A recent Gallup poll has clearly indicated a surprising dynamic regarding what Americans are currently thinking about domestic labor unions. The poll shows that the percentage of respondents who would like to see union influence increase has jumped upward to approximately 35% over just the last three years. Strangely though, only 22% of respondents actually believe that unions will become stronger, 30% believe union strength shall stay the same, and 41% believe that unions shall become weaker. What this is telling me is that labor unions are losing some power and effectiveness. I say this reality presents a tremendous challenge to today's union leadership.
However, we all know that on the corporate side, labor unions have played the game out. The National Labor Relations Board has overseen the regulation of labor conditions to the point that unions have largely lost the need to directly preside over the work environment. Additionally, when it comes down to bottom line economics, meaning the overhead costs of maintaining a work force, times have changed. Now, when unions pressure for increased pay and benefits, corporations are simply closing up shop and moving elsewhere. Alternatively, they are entering into bankruptcy, stripping down their entire labor structures, and starting over - while leaving former union backed workers out in the cold. This isn't an evil being perpetrated by corporate America. It's a problem which is rooted in a lack of common sense, vision, and proper direction on the part of labor's top leadership. It's simply a reality of doing business in the modern world. How shall labor unions seek to change it?
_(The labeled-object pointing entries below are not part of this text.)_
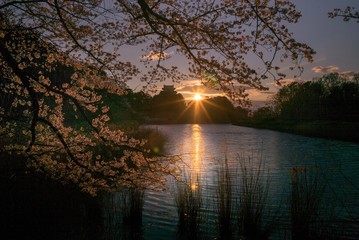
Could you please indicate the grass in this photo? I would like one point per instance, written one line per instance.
(253, 194)
(224, 191)
(188, 199)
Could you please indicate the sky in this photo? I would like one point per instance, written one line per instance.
(335, 41)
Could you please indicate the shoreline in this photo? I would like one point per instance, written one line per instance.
(336, 130)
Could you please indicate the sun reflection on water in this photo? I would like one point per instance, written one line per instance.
(197, 143)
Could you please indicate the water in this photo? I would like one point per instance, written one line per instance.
(203, 147)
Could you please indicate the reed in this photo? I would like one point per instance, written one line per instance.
(253, 194)
(188, 200)
(224, 191)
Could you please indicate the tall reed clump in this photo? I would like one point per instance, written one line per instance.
(306, 194)
(253, 194)
(224, 191)
(188, 199)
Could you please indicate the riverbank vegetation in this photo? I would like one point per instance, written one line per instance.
(324, 107)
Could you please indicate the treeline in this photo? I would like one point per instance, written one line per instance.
(168, 107)
(333, 97)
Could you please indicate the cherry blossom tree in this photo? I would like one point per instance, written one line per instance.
(56, 53)
(347, 14)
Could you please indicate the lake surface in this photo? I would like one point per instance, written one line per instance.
(204, 147)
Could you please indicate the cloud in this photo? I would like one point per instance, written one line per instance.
(156, 55)
(324, 70)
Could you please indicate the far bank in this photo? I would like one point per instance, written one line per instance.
(338, 130)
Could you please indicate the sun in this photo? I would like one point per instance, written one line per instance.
(197, 97)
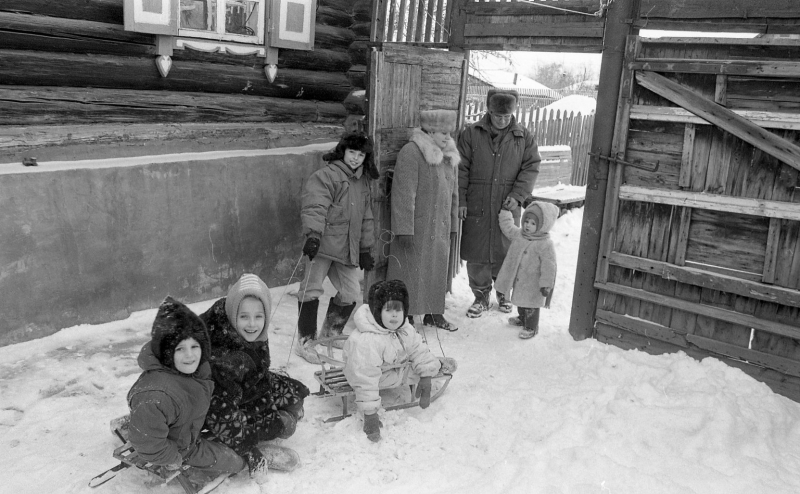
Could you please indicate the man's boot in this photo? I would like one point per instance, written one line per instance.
(307, 329)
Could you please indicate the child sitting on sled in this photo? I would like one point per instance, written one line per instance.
(529, 269)
(384, 338)
(168, 402)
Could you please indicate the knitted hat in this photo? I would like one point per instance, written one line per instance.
(438, 120)
(503, 101)
(248, 285)
(174, 323)
(384, 291)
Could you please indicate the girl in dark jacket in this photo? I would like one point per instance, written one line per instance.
(250, 403)
(169, 401)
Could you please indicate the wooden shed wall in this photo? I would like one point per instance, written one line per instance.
(704, 252)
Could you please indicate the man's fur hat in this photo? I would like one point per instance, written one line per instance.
(503, 101)
(438, 120)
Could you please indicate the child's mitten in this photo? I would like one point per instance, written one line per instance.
(311, 247)
(372, 427)
(366, 261)
(424, 392)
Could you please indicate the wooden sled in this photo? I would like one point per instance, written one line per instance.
(333, 383)
(127, 455)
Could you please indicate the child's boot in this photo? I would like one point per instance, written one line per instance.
(531, 327)
(307, 327)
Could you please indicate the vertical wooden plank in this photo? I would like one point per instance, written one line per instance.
(591, 253)
(685, 178)
(773, 242)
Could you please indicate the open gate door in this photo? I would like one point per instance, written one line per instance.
(403, 80)
(700, 245)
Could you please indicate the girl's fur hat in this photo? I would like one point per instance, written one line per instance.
(249, 285)
(174, 323)
(438, 120)
(357, 141)
(384, 291)
(502, 101)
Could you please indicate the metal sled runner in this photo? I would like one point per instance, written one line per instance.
(333, 383)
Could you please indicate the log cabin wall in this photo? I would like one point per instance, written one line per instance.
(89, 241)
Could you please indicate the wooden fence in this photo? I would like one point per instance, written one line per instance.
(551, 128)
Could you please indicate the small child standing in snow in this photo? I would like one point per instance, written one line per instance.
(529, 269)
(169, 401)
(382, 341)
(337, 222)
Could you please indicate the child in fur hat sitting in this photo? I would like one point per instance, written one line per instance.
(168, 402)
(375, 351)
(529, 269)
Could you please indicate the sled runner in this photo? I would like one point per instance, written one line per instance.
(333, 383)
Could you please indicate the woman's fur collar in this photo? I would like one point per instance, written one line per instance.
(432, 153)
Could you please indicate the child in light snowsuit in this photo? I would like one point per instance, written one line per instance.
(529, 269)
(250, 403)
(168, 402)
(382, 341)
(338, 225)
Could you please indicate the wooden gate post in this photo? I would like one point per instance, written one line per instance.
(584, 298)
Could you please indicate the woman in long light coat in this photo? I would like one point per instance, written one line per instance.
(424, 203)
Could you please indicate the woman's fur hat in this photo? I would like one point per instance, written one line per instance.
(384, 291)
(249, 285)
(357, 141)
(438, 120)
(174, 323)
(503, 101)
It's time for America's labor unions to put the real pressure where it actually belongs. That means a few dogs are going to have to bite the hands which have fed them for so long. Today's labor unions need to demand a level playing field from our government. Those unions need to hold developing industrial nations accountable. They need to force the issue against one sided trade agreements. They must instigate competition among insurance carriers and medical service providers. They should intervene in excessively restrictive environmental legislation efforts. They must assist in fast tracking the technologies which shall keep their members working to build the next generation of our American economy. Modern labor unions need to adjust where they target their power base.
I have been told that I'm anti-union. I maintain that is just not the case. I believe that a majority of unions are helpful and responsible agencies. However, what I do stand against are bad unions. To me, a bad union is one which serves only itself and it's members without meaningful regard for the total picture. I hold up the United Auto Workers as one reliable example of that principle. The UAW leaders have effectively held this country hostage for decades. Now, we're paying the price for allowing that to happen.
America's labor unions have a grand and enviable history. However, they have rested upon the glory of past successes for far too long. It's a new age today, but our domestic labor unions are still mired in a 1970s mindset. I admit that many labor unions have done a lot for America, but if you'll please allow me to bend a cliche: what have the labor unions done for us lately as a nation -- and what will they do for us tomorrow?